In our future there will be mobile phones capable of monitoring their bearers' vital parameters and transmitting these, in real time, to referred hospitals, systems which will be able to detect traffic levels inside tunnels thus averting rescuers in case of alarm, fridges which will control and detect food expiration, and cars which will converse with traffic lights. These are a few examples of the infinite applications of 'Internet 3.0' which will place onto the network not only the computers themselves (all interconnected) but various objects of daily use 'gifted' with their own 'intelligence' and capable of communicating among themselves via small sensors which can transmit and receive information. The result will be an interconnected physical universe which has been renamed: 'The Internet of Things.'
The European Community has recognised the importance these applications will have in our daily lives and has decided to encourage and finance the establishment of a European common space for research and training in this sector through the creation of a 'Network of Excellence (NoE)' revolving around the EECI (European Embedded Control Institute). The University of Pisa has a major role in this network in that it acts as the coordinating body of the 'ICO-NEH joint course in doctorate studies' (International Curriculum Option of Doctoral Studies in Networked, Embedded and Hybrid Control Systems for Complex Distributed Heterogenous Systems). ICO-NEH is the product of an agreement undersigned by 18 of the largest Italian and European (Italian, German, French, Spanish, Dutch and Greek) universities for the creation of a 'pathway to excellence' via a doctorate course which will result in the training of a high level young-bodied scientific community having a solid common basic understanding among its members.

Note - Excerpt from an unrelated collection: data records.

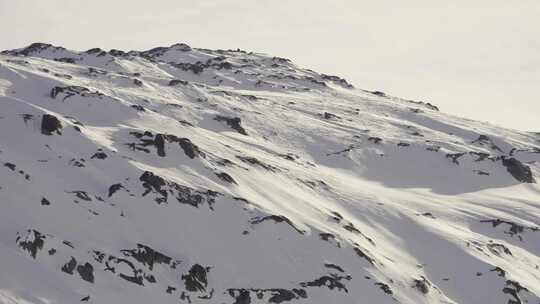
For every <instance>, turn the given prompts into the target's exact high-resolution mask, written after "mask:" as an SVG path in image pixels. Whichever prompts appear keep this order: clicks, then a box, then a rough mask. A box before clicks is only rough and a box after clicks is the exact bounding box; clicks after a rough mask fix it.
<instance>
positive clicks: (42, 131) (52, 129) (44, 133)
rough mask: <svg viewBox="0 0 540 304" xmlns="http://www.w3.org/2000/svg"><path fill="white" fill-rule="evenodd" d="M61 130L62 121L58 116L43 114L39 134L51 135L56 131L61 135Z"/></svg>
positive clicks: (56, 133) (57, 133) (48, 114)
mask: <svg viewBox="0 0 540 304" xmlns="http://www.w3.org/2000/svg"><path fill="white" fill-rule="evenodd" d="M61 130H62V123H60V120H58V118H56V117H55V116H53V115H50V114H43V117H42V119H41V134H43V135H53V133H56V134H58V135H62V133H61Z"/></svg>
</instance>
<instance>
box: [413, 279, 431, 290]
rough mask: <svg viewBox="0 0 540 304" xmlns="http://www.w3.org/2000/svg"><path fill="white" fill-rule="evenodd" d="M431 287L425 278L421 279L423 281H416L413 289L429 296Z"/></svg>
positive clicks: (413, 286) (427, 281)
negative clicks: (419, 291) (429, 290)
mask: <svg viewBox="0 0 540 304" xmlns="http://www.w3.org/2000/svg"><path fill="white" fill-rule="evenodd" d="M429 286H430V283H429V282H428V281H427V280H426V278H424V277H421V279H415V280H414V286H413V287H414V288H416V289H417V290H418V291H420V292H421V293H423V294H427V293H428V292H429Z"/></svg>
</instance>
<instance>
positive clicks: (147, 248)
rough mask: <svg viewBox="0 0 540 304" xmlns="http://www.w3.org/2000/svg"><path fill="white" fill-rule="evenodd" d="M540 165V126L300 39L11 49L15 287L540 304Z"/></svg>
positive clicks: (88, 295)
mask: <svg viewBox="0 0 540 304" xmlns="http://www.w3.org/2000/svg"><path fill="white" fill-rule="evenodd" d="M359 68H360V67H359ZM508 102H511V100H509V101H508ZM489 110H497V109H496V105H493V107H492V108H490V109H486V111H489ZM539 176H540V134H539V133H532V132H530V133H528V132H518V131H514V130H509V129H504V128H501V127H497V126H494V125H490V124H487V123H481V122H476V121H472V120H468V119H462V118H459V117H454V116H451V115H447V114H444V113H441V112H439V109H438V108H437V107H436V106H434V105H432V104H429V103H423V102H416V101H410V100H404V99H400V98H396V97H392V96H388V95H386V94H385V93H383V92H378V91H376V92H370V91H365V90H361V89H356V88H354V87H353V86H352V85H350V84H349V83H348V82H347V81H345V80H344V79H342V78H339V77H336V76H329V75H325V74H319V73H317V72H314V71H312V70H308V69H304V68H300V67H298V66H296V65H295V64H293V63H292V62H291V61H289V60H287V59H284V58H278V57H269V56H267V55H264V54H257V53H251V52H245V51H241V50H206V49H195V48H191V47H189V46H187V45H185V44H175V45H172V46H170V47H159V48H155V49H152V50H148V51H130V52H123V51H119V50H111V51H104V50H101V49H91V50H88V51H85V52H75V51H71V50H67V49H64V48H61V47H55V46H52V45H48V44H38V43H36V44H32V45H30V46H28V47H26V48H23V49H17V50H11V51H4V52H2V54H1V55H0V204H1V205H0V208H1V209H0V303H9V304H13V303H18V304H28V303H31V304H48V303H78V302H88V303H105V304H108V303H130V304H135V303H227V304H229V303H230V304H232V303H235V304H248V303H313V304H317V303H321V304H323V303H369V304H372V303H403V304H405V303H411V304H416V303H463V304H487V303H490V304H491V303H501V304H506V303H508V304H515V303H535V304H536V303H540V269H539V265H540V257H539V255H540V226H539V224H540V186H539V185H538V184H537V183H536V181H535V179H538V178H539Z"/></svg>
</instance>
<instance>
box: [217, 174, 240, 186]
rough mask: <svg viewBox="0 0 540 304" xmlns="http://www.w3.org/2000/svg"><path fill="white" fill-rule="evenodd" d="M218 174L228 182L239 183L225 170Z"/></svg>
mask: <svg viewBox="0 0 540 304" xmlns="http://www.w3.org/2000/svg"><path fill="white" fill-rule="evenodd" d="M216 176H217V177H219V178H220V179H221V180H223V181H226V182H227V183H231V184H237V183H236V181H235V180H234V179H233V178H232V176H230V175H229V174H227V173H225V172H219V173H216Z"/></svg>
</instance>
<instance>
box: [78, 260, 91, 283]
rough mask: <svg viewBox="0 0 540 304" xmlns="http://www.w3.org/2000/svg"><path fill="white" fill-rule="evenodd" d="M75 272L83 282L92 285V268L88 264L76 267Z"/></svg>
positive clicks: (89, 264) (90, 266) (88, 263)
mask: <svg viewBox="0 0 540 304" xmlns="http://www.w3.org/2000/svg"><path fill="white" fill-rule="evenodd" d="M77 272H78V273H79V275H80V276H81V278H82V279H83V280H85V281H87V282H90V283H94V267H92V265H91V264H90V263H85V264H84V265H79V266H77Z"/></svg>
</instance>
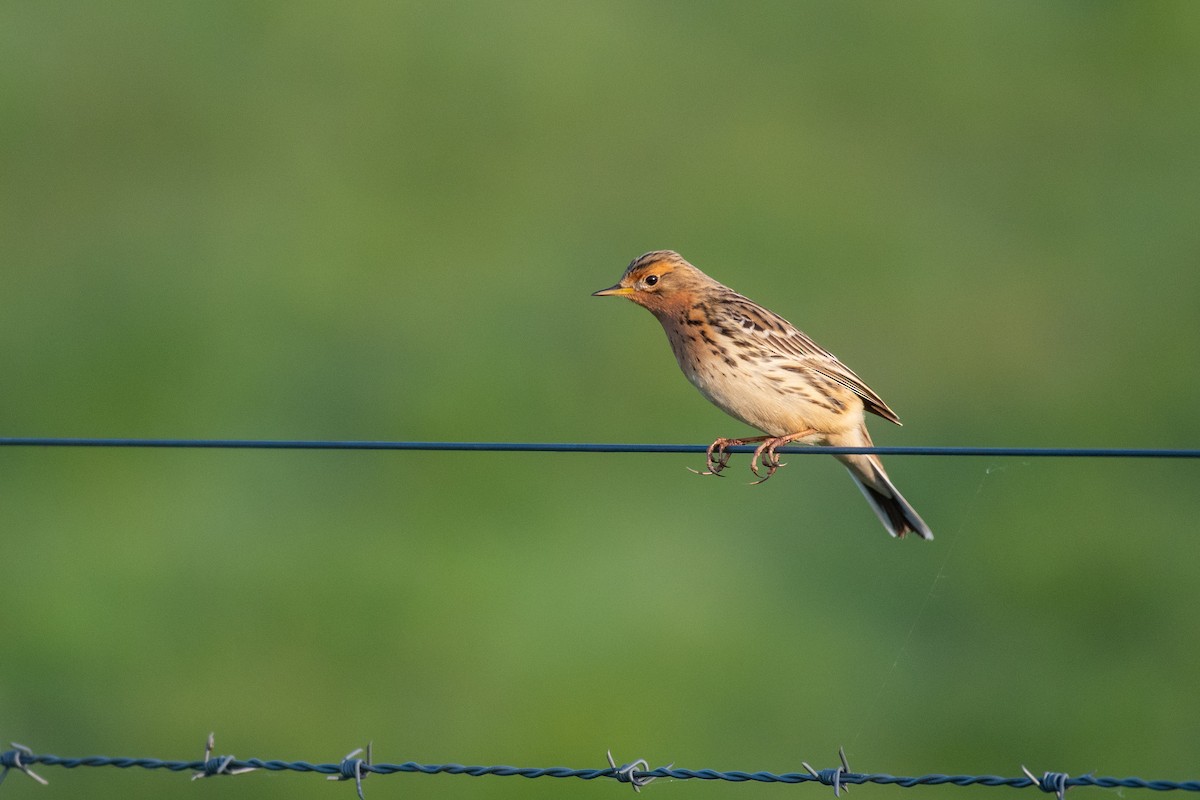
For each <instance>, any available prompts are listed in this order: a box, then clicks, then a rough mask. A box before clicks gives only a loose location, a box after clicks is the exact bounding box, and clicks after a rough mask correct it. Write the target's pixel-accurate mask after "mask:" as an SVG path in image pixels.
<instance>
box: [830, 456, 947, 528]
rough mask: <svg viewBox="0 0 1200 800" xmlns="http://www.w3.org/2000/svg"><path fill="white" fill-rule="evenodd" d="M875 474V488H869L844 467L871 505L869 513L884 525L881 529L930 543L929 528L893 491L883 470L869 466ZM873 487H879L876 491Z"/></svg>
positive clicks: (891, 486) (897, 495) (877, 467)
mask: <svg viewBox="0 0 1200 800" xmlns="http://www.w3.org/2000/svg"><path fill="white" fill-rule="evenodd" d="M871 467H872V470H874V471H875V486H871V485H869V483H866V482H865V481H863V480H862V479H860V477H859V476H858V475H857V474H856V470H854V469H853V468H852V467H848V465H847V469H850V475H851V477H853V479H854V483H857V485H858V488H859V489H862V492H863V497H865V498H866V501H868V503H869V504H870V505H871V510H872V511H875V515H876V516H877V517H878V518H880V522H882V523H883V527H884V528H887V529H888V533H889V534H892V535H893V536H895V537H898V539H904V537H905V534H910V533H912V534H917V535H918V536H920V537H922V539H925V540H930V539H932V537H934V534H932V531H931V530H929V525H926V524H925V521H924V519H922V518H920V515H918V513H917V511H916V510H914V509H913V507H912V506H911V505H910V504H908V501H907V500H905V499H904V495H902V494H900V492H899V491H898V489H896V487H895V486H894V485H893V483H892V481H890V480H889V479H888V476H887V473H884V471H883V468H881V467H875V465H874V464H872V465H871ZM876 486H878V487H881V488H882V491H881V489H880V488H876Z"/></svg>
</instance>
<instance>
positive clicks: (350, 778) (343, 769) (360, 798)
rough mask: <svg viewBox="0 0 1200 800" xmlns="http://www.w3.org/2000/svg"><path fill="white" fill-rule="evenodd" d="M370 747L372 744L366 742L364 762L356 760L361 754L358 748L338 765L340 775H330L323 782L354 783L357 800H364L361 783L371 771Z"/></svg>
mask: <svg viewBox="0 0 1200 800" xmlns="http://www.w3.org/2000/svg"><path fill="white" fill-rule="evenodd" d="M372 745H374V742H372V741H368V742H367V758H366V760H362V759H361V758H358V754H359V753H361V752H362V748H361V747H359V748H358V750H355V751H353V752H352V753H349V754H348V756H347V757H346V758H343V759H342V763H341V764H340V765H338V768H340V774H338V775H330V776H329V777H328V778H325V780H326V781H354V786H355V788H356V789H358V790H359V800H366V798H364V796H362V781H365V780H366V777H367V775H368V774H370V770H371V762H372V758H371V747H372ZM364 768H366V770H364ZM364 772H366V774H364Z"/></svg>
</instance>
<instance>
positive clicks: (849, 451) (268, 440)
mask: <svg viewBox="0 0 1200 800" xmlns="http://www.w3.org/2000/svg"><path fill="white" fill-rule="evenodd" d="M0 447H150V449H174V447H179V449H208V450H415V451H456V452H461V451H475V452H587V453H598V452H607V453H702V452H706V451H707V450H708V445H686V444H610V443H569V441H368V440H306V439H128V438H79V437H0ZM754 450H755V447H754V446H752V445H737V446H732V447H728V451H730V452H743V453H744V452H754ZM779 452H781V453H788V455H793V453H794V455H804V453H808V455H822V453H823V455H853V453H877V455H881V456H985V457H1013V458H1200V450H1187V449H1157V447H924V446H919V447H829V446H823V445H798V446H788V447H780V449H779Z"/></svg>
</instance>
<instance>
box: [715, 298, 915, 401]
mask: <svg viewBox="0 0 1200 800" xmlns="http://www.w3.org/2000/svg"><path fill="white" fill-rule="evenodd" d="M730 295H731V296H728V297H722V300H724V302H721V303H719V305H718V306H716V307H718V308H721V309H722V311H725V312H726V313H727V315H728V317H727V324H731V325H734V326H736V327H737V329H740V331H743V332H745V333H749V335H750V336H752V337H755V338H756V339H757V341H758V342H760V343H761V344H762V345H763V347H764V348H767V350H768V351H772V353H778V354H779V355H785V356H791V357H796V359H797V360H799V361H800V362H802V363H803V365H804V366H805V367H808V368H809V369H812V371H814V372H818V373H821V374H822V375H824V377H826V378H829V379H830V380H835V381H838V383H839V384H841V385H842V386H845V387H846V389H848V390H851V391H852V392H854V393H856V395H858V396H859V397H862V398H863V405H864V407H865V408H866V410H868V411H870V413H872V414H877V415H880V416H882V417H883V419H884V420H887V421H889V422H895V423H896V425H900V417H899V416H896V414H895V411H893V410H892V409H890V408H888V404H887V403H884V402H883V398H881V397H880V396H878V395H876V393H875V391H874V390H872V389H871V387H870V386H868V385H866V384H865V383H863V379H862V378H859V377H858V375H856V374H854V372H853V371H852V369H851V368H850V367H847V366H846V365H844V363H842V362H841V361H839V360H838V356H835V355H834V354H833V353H829V351H828V350H826V349H824V348H822V347H821V345H820V344H817V343H816V342H814V341H812V339H811V338H810V337H809V336H808V333H805V332H803V331H802V330H799V329H798V327H796V326H794V325H792V324H791V323H790V321H787V320H786V319H784V318H782V317H780V315H779V314H776V313H774V312H770V311H767V309H766V308H763V307H762V306H760V305H758V303H756V302H754V301H752V300H750V299H748V297H743V296H742V295H739V294H737V293H734V291H732V290H731V291H730Z"/></svg>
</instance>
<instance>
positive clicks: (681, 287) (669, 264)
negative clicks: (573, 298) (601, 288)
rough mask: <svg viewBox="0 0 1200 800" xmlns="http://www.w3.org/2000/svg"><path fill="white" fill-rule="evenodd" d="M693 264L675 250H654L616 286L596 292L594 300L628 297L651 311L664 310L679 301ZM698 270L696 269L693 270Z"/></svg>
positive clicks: (686, 283)
mask: <svg viewBox="0 0 1200 800" xmlns="http://www.w3.org/2000/svg"><path fill="white" fill-rule="evenodd" d="M689 267H690V265H689V264H688V261H685V260H683V258H682V257H680V255H679V254H678V253H676V252H672V251H654V252H652V253H647V254H646V255H642V257H640V258H636V259H634V261H632V263H631V264H630V265H629V267H628V269H626V270H625V275H623V276H622V277H620V281H619V282H617V284H616V285H611V287H608V288H607V289H601V290H600V291H594V293H593V294H592V296H593V297H608V296H617V297H629V299H630V300H632V301H634V302H636V303H637V305H638V306H644V307H646V308H649V309H650V311H664V309H666V308H667V307H670V306H673V305H676V303H677V302H678V299H679V293H680V290H683V289H685V288H686V284H688V282H689V278H690V277H691V276H689V275H688V270H689ZM690 269H691V270H695V267H690Z"/></svg>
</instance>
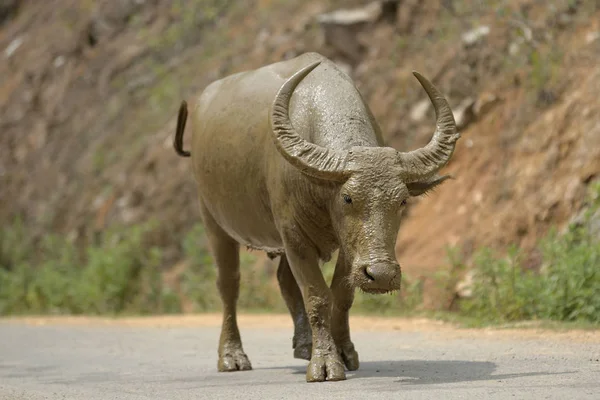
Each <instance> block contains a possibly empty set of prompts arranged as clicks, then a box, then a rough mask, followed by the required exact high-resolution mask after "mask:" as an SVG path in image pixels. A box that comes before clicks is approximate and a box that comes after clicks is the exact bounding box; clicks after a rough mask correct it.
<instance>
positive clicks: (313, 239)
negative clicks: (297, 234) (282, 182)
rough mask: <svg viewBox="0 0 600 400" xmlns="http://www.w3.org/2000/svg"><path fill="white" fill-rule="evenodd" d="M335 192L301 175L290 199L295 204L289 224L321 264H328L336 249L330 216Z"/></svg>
mask: <svg viewBox="0 0 600 400" xmlns="http://www.w3.org/2000/svg"><path fill="white" fill-rule="evenodd" d="M335 192H336V186H335V184H333V183H330V182H325V181H322V180H318V179H315V178H311V177H307V176H305V175H302V179H300V180H299V181H298V185H297V186H296V188H295V190H294V191H293V195H292V199H290V200H291V201H292V202H293V204H294V207H293V216H292V221H290V222H292V223H293V225H295V227H296V229H297V230H298V234H300V235H302V236H304V237H305V239H306V240H308V241H309V242H310V243H312V244H313V246H314V247H315V249H317V252H318V254H319V258H320V259H321V260H323V261H328V260H329V259H330V258H331V254H332V253H333V252H334V251H335V250H337V248H338V247H339V241H338V239H337V235H336V234H335V231H334V229H333V225H332V222H331V214H330V204H331V199H332V196H333V195H334V193H335Z"/></svg>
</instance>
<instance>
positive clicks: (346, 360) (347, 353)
mask: <svg viewBox="0 0 600 400" xmlns="http://www.w3.org/2000/svg"><path fill="white" fill-rule="evenodd" d="M341 349H342V351H341V356H342V360H344V364H345V365H346V368H347V369H348V371H356V370H357V369H358V366H359V365H360V363H359V362H358V353H357V352H356V350H354V344H352V342H348V343H346V344H344V345H343V346H341Z"/></svg>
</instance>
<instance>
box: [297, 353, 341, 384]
mask: <svg viewBox="0 0 600 400" xmlns="http://www.w3.org/2000/svg"><path fill="white" fill-rule="evenodd" d="M345 379H346V373H345V372H344V364H342V360H340V357H339V355H338V354H324V355H313V356H312V357H311V359H310V363H308V368H307V370H306V382H323V381H343V380H345Z"/></svg>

"The European Union" explains Massimo Augello, Chancellor of the University of Pisa, " is financing many projects concerned with 'Internet 3.0', since it aims at preserving and, if possible, consolidating the primacy acquired in this field over the United States and Japan. The question of training is crucial for creating a community of highly qualified scientists capable of competing with others from non-European countries. For this, the signing of the ICO-NEH convention represents an important opportunity for Italy to continue its avantgarde approach in a sector which is technologically strategic and which is very promising in terms of application development."
"In creating an international network of universities and interdisciplinary laboratories which inter-collaborate," adds Antonio Bicchi, director of the 'Enrico Piaggio Centre' at the University of Pisa and creator of the 'ICO-NEH Project,' 'The Internet of things' will be integrated more and more with very diverse fields of research, such as robotics, I.T., medicine and many others, all of which will generate applications such as productivity, 'agreeableness' of work, medicine, rehabilitation, assistance and domestic care.